Media klagen dat ze slechts 30% krijgen, maar ze hebben zelf nooit geïnvesteerd in technologie. Google daarentegen heeft miljarden geïnvesteerd en biedt een kwalitatief beter product dan zij. Hun klacht is niet alleen onterecht, ze getuigt van luiheid, inefficiëntie en het verlangen om een achterstand juridisch te compenseren.

Inleiding De Belgische mediagroep Rossel eist 832 miljoen euro van Google, op basis van vermeend misbruik van diens dominante positie in de advertentiemarkt. Volgens Rossel wordt de waarde van hun journalistieke content onvoldoende vergoed doordat Google zogezegd de volledige advertentieketen controleert.
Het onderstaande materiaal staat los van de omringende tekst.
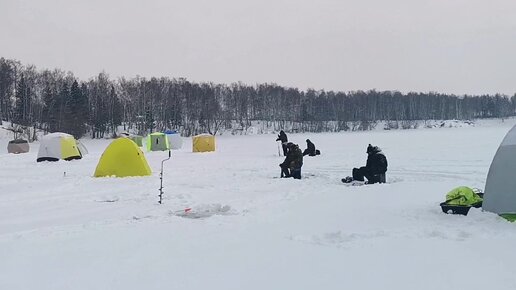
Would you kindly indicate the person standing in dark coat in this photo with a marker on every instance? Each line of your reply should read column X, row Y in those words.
column 291, row 167
column 284, row 140
column 375, row 168
column 310, row 149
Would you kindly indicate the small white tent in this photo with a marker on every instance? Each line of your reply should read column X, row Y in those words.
column 174, row 139
column 57, row 146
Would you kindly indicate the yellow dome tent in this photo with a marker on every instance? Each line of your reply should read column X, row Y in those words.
column 122, row 158
column 203, row 143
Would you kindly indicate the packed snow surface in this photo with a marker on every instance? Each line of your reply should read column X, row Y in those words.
column 229, row 222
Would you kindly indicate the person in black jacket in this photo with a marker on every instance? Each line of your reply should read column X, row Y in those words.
column 375, row 168
column 284, row 140
column 291, row 167
column 310, row 149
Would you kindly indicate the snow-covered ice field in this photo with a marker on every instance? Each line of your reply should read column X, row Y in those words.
column 60, row 228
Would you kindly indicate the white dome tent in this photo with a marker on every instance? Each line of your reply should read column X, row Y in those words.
column 500, row 191
column 174, row 139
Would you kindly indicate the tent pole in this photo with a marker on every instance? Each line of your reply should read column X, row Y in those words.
column 161, row 178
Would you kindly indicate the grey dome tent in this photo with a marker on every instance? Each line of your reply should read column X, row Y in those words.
column 500, row 191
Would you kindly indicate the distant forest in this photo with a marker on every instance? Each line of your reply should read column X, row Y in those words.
column 57, row 101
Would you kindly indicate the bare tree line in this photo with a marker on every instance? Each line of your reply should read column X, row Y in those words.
column 54, row 100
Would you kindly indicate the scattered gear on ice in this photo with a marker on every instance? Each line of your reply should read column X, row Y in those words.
column 204, row 211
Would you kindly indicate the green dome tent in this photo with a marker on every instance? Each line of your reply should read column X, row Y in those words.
column 122, row 158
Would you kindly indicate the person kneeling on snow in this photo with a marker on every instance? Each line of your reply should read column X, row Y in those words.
column 310, row 149
column 375, row 168
column 291, row 167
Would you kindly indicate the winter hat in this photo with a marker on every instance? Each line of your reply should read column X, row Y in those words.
column 369, row 149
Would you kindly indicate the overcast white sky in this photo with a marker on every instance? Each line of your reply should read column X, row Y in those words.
column 451, row 46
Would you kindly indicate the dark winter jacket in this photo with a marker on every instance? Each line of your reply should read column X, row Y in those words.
column 376, row 161
column 310, row 148
column 294, row 159
column 282, row 137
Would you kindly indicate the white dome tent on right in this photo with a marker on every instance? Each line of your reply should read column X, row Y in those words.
column 500, row 191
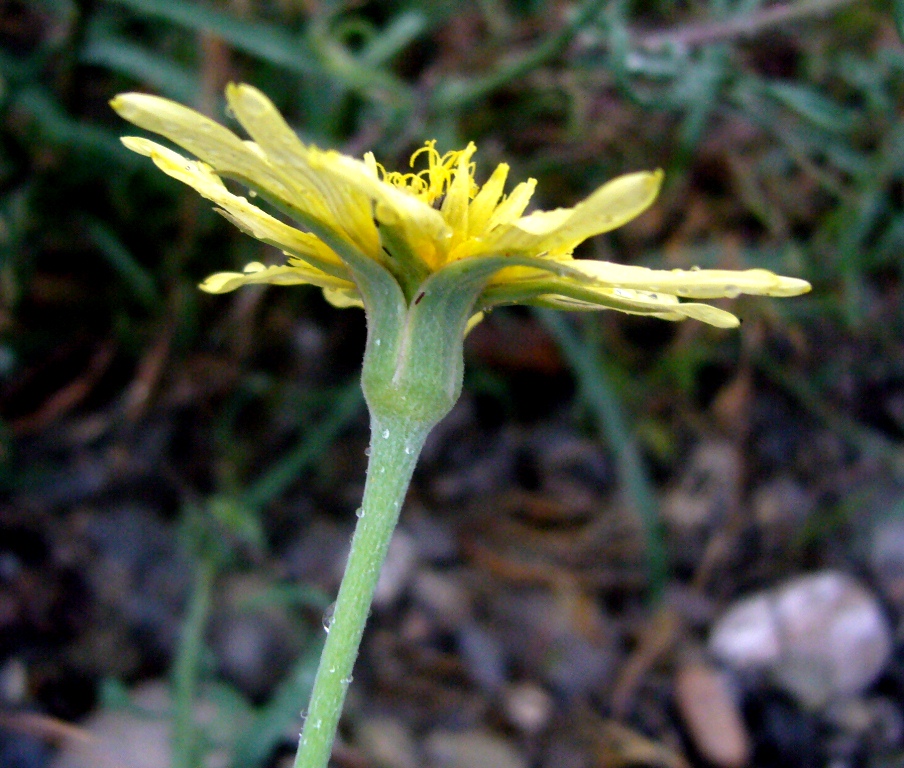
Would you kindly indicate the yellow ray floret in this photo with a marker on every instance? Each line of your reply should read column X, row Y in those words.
column 347, row 212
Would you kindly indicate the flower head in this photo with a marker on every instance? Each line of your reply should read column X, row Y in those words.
column 352, row 214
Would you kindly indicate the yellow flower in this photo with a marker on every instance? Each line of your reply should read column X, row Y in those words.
column 419, row 223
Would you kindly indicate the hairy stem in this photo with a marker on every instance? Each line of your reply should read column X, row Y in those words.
column 394, row 451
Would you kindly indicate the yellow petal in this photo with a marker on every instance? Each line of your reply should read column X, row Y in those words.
column 663, row 306
column 349, row 210
column 513, row 206
column 611, row 206
column 342, row 298
column 211, row 142
column 486, row 200
column 695, row 284
column 297, row 273
column 247, row 217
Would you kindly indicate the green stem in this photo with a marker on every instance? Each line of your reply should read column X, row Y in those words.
column 185, row 673
column 394, row 451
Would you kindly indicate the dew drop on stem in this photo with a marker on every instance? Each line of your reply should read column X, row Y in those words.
column 328, row 618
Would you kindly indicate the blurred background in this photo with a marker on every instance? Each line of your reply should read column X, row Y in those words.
column 632, row 543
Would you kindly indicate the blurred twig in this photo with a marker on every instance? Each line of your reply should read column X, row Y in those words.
column 590, row 371
column 741, row 26
column 455, row 92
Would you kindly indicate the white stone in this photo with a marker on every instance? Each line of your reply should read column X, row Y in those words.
column 820, row 637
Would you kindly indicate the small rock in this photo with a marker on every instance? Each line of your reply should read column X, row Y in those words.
column 820, row 637
column 712, row 715
column 387, row 742
column 446, row 749
column 483, row 655
column 400, row 562
column 138, row 737
column 527, row 706
column 443, row 596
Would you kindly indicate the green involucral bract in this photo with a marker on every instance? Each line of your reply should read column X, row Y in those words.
column 426, row 253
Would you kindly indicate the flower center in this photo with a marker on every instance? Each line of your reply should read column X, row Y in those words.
column 432, row 183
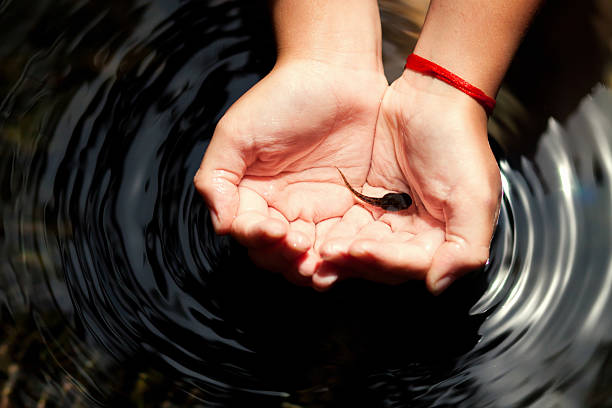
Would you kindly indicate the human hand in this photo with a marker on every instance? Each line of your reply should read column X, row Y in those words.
column 431, row 141
column 269, row 176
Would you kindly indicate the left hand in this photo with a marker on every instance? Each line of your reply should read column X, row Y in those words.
column 431, row 141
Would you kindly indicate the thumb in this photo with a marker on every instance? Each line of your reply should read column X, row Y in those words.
column 217, row 180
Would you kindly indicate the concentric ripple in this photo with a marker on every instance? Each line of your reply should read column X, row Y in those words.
column 115, row 291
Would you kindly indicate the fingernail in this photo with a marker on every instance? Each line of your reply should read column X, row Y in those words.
column 214, row 218
column 442, row 284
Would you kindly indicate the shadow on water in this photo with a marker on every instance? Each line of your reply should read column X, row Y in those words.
column 115, row 291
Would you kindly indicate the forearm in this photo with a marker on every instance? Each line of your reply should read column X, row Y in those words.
column 344, row 32
column 475, row 39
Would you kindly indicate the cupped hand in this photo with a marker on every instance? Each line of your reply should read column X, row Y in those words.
column 431, row 141
column 269, row 174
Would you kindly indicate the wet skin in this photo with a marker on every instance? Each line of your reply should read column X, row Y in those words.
column 388, row 202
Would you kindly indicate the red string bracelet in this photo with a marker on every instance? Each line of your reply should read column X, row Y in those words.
column 426, row 67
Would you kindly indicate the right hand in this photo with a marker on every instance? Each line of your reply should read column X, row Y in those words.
column 269, row 176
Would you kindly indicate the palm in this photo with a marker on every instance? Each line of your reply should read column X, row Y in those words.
column 448, row 169
column 290, row 132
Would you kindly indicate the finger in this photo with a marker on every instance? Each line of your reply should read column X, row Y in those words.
column 255, row 230
column 220, row 172
column 326, row 276
column 272, row 260
column 336, row 241
column 469, row 228
column 390, row 262
column 337, row 249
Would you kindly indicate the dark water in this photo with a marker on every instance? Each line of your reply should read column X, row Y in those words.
column 114, row 290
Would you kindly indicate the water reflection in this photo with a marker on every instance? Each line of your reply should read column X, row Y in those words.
column 115, row 291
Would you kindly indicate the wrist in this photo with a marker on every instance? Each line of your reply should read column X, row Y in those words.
column 423, row 88
column 325, row 32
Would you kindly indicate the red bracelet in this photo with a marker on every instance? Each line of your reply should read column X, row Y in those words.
column 426, row 67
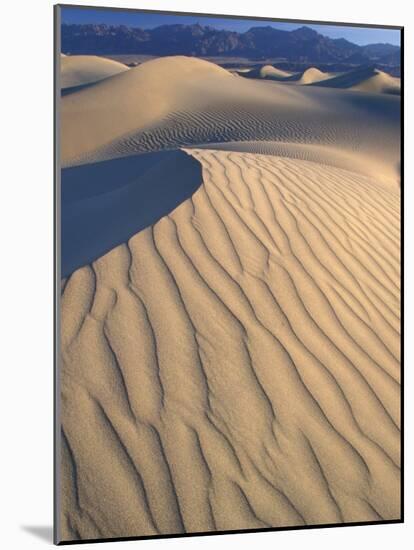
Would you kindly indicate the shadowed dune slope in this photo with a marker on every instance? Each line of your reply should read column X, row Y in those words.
column 236, row 364
column 104, row 204
column 78, row 70
column 187, row 102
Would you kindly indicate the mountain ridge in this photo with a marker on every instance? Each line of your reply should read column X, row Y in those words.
column 303, row 44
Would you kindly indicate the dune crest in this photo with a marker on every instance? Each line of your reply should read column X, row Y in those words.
column 312, row 75
column 187, row 102
column 238, row 361
column 78, row 70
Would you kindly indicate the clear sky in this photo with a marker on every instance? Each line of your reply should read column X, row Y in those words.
column 357, row 35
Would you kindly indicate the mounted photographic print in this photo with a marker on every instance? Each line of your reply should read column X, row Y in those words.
column 228, row 201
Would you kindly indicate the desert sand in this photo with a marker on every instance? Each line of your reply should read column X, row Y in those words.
column 78, row 70
column 233, row 361
column 366, row 79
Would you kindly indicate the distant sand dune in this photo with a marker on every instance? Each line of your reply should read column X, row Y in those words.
column 312, row 75
column 188, row 102
column 230, row 309
column 367, row 79
column 78, row 70
column 266, row 72
column 236, row 365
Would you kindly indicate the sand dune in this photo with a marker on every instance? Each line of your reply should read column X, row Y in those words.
column 188, row 102
column 78, row 70
column 367, row 79
column 238, row 361
column 230, row 310
column 312, row 75
column 267, row 72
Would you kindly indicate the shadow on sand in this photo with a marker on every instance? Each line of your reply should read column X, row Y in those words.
column 106, row 203
column 43, row 532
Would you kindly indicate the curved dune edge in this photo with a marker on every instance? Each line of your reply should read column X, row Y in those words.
column 187, row 102
column 237, row 362
column 78, row 70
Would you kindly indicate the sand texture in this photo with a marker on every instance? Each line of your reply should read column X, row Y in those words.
column 230, row 360
column 78, row 70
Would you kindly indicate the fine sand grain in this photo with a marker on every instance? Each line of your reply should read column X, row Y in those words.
column 78, row 70
column 235, row 363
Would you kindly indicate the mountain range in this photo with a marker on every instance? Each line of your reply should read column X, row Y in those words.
column 303, row 45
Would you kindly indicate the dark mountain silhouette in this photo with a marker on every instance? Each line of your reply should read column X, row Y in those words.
column 300, row 45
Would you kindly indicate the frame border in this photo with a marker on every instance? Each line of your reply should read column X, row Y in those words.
column 57, row 291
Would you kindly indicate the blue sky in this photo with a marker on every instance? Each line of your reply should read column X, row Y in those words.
column 357, row 35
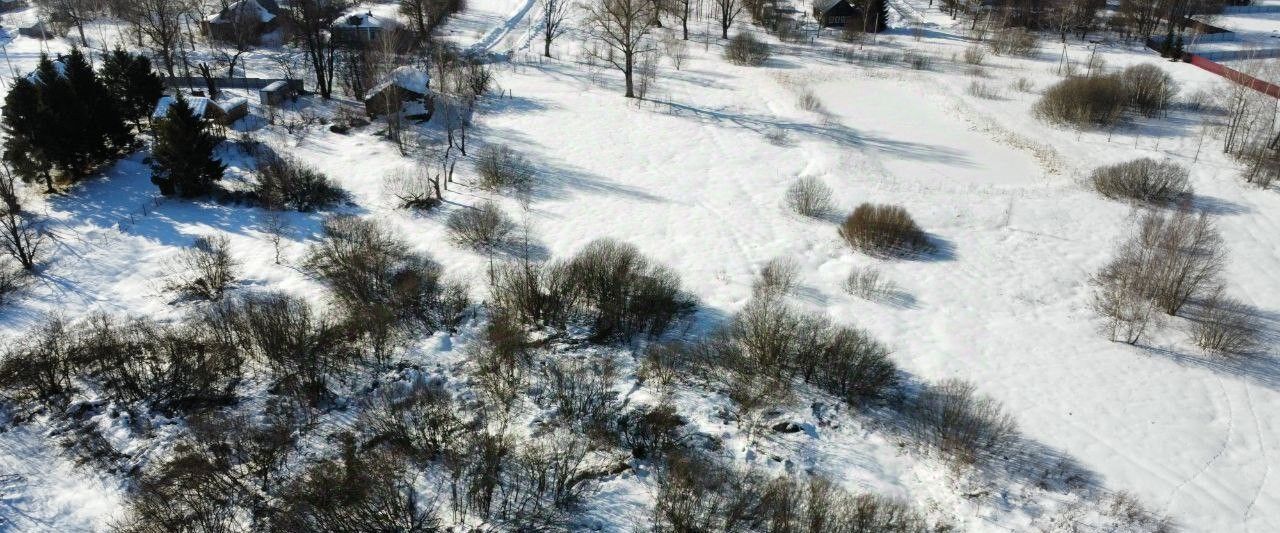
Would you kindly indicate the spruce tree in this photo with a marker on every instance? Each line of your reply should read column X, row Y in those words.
column 104, row 130
column 129, row 78
column 26, row 123
column 182, row 160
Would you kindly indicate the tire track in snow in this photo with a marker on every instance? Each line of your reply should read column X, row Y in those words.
column 1266, row 458
column 1226, row 442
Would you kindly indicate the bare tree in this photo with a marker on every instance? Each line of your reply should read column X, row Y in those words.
column 624, row 27
column 726, row 10
column 159, row 26
column 311, row 19
column 551, row 17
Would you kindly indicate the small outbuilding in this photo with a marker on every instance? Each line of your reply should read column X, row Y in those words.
column 277, row 92
column 222, row 113
column 835, row 13
column 403, row 86
column 361, row 28
column 243, row 21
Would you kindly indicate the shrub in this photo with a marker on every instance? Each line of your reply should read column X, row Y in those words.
column 960, row 423
column 206, row 267
column 10, row 282
column 284, row 182
column 868, row 283
column 777, row 278
column 744, row 49
column 1143, row 180
column 1015, row 41
column 1225, row 327
column 484, row 227
column 974, row 55
column 810, row 197
column 384, row 290
column 983, row 91
column 883, row 229
column 1082, row 101
column 502, row 168
column 1148, row 87
column 917, row 60
column 625, row 294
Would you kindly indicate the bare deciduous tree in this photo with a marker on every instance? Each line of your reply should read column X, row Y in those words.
column 624, row 27
column 551, row 17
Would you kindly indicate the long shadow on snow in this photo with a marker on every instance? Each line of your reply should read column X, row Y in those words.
column 839, row 133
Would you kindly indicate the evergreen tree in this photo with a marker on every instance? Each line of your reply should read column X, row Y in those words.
column 104, row 130
column 880, row 17
column 24, row 123
column 182, row 160
column 129, row 78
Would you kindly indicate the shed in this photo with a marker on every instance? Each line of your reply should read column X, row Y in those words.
column 242, row 21
column 277, row 92
column 402, row 86
column 220, row 113
column 835, row 13
column 361, row 28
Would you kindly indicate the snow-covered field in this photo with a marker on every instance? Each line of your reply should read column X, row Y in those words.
column 695, row 174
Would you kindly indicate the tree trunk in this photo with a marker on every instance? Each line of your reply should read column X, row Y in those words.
column 626, row 73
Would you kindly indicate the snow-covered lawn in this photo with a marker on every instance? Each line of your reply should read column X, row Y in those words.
column 695, row 178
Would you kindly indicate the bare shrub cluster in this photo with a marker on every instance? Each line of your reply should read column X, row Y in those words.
column 1015, row 41
column 1143, row 180
column 1173, row 259
column 810, row 197
column 883, row 229
column 703, row 495
column 964, row 426
column 284, row 182
column 868, row 283
column 608, row 287
column 501, row 168
column 483, row 227
column 1102, row 99
column 777, row 278
column 206, row 268
column 744, row 49
column 767, row 346
column 387, row 291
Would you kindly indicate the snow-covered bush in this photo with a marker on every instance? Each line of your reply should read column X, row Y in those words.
column 621, row 294
column 1143, row 180
column 974, row 55
column 1148, row 87
column 809, row 196
column 744, row 49
column 883, row 229
column 385, row 290
column 1080, row 101
column 777, row 278
column 206, row 268
column 960, row 423
column 1015, row 41
column 483, row 227
column 502, row 168
column 1226, row 327
column 284, row 182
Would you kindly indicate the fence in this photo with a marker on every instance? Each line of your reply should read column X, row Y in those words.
column 1246, row 9
column 192, row 81
column 1235, row 76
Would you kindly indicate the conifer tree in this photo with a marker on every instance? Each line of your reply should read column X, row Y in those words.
column 182, row 160
column 129, row 78
column 26, row 122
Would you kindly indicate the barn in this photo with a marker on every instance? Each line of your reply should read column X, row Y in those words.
column 402, row 86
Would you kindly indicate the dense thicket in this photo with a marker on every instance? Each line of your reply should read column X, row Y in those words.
column 62, row 118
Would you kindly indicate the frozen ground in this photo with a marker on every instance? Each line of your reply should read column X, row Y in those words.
column 695, row 177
De zaak, die in Parijs voorkomt, past in een bredere juridische trend tegen grote techbedrijven. Maar is deze klacht terecht? En belangrijker: lost ze iets fundamenteels op voor de mediasector?

1. De kern van de klacht: oneerlijke machtspositie? Rossel en soortgelijke uitgevers beroepen zich op het feit dat Google tegelijk advertentieplatform, veilingmeester en scheidsrechter is binnen het adtech-ecosysteem. Daardoor zouden zij geen eerlijke prijs ontvangen voor advertentieruimte, die volgens hen door Google's eigen systemen wordt ondergewaardeerd. Juridisch vertaalt zich dat naar "misbruik van dominante marktpositie".

Toch is de praktijk complexer. De mediabedrijven maken vrijwillig gebruik van Google’s infrastructuur — van advertentieplaatsing (AdSense), tot veiling (AdX), tot het beheer van hun advertentie-ruimte (Google Ad Manager). Het gaat hier dus niet om een gedwongen integratie, maar om een door de markt verkozen ecosysteem dat efficiënt, schaalbaar en relatief transparant is.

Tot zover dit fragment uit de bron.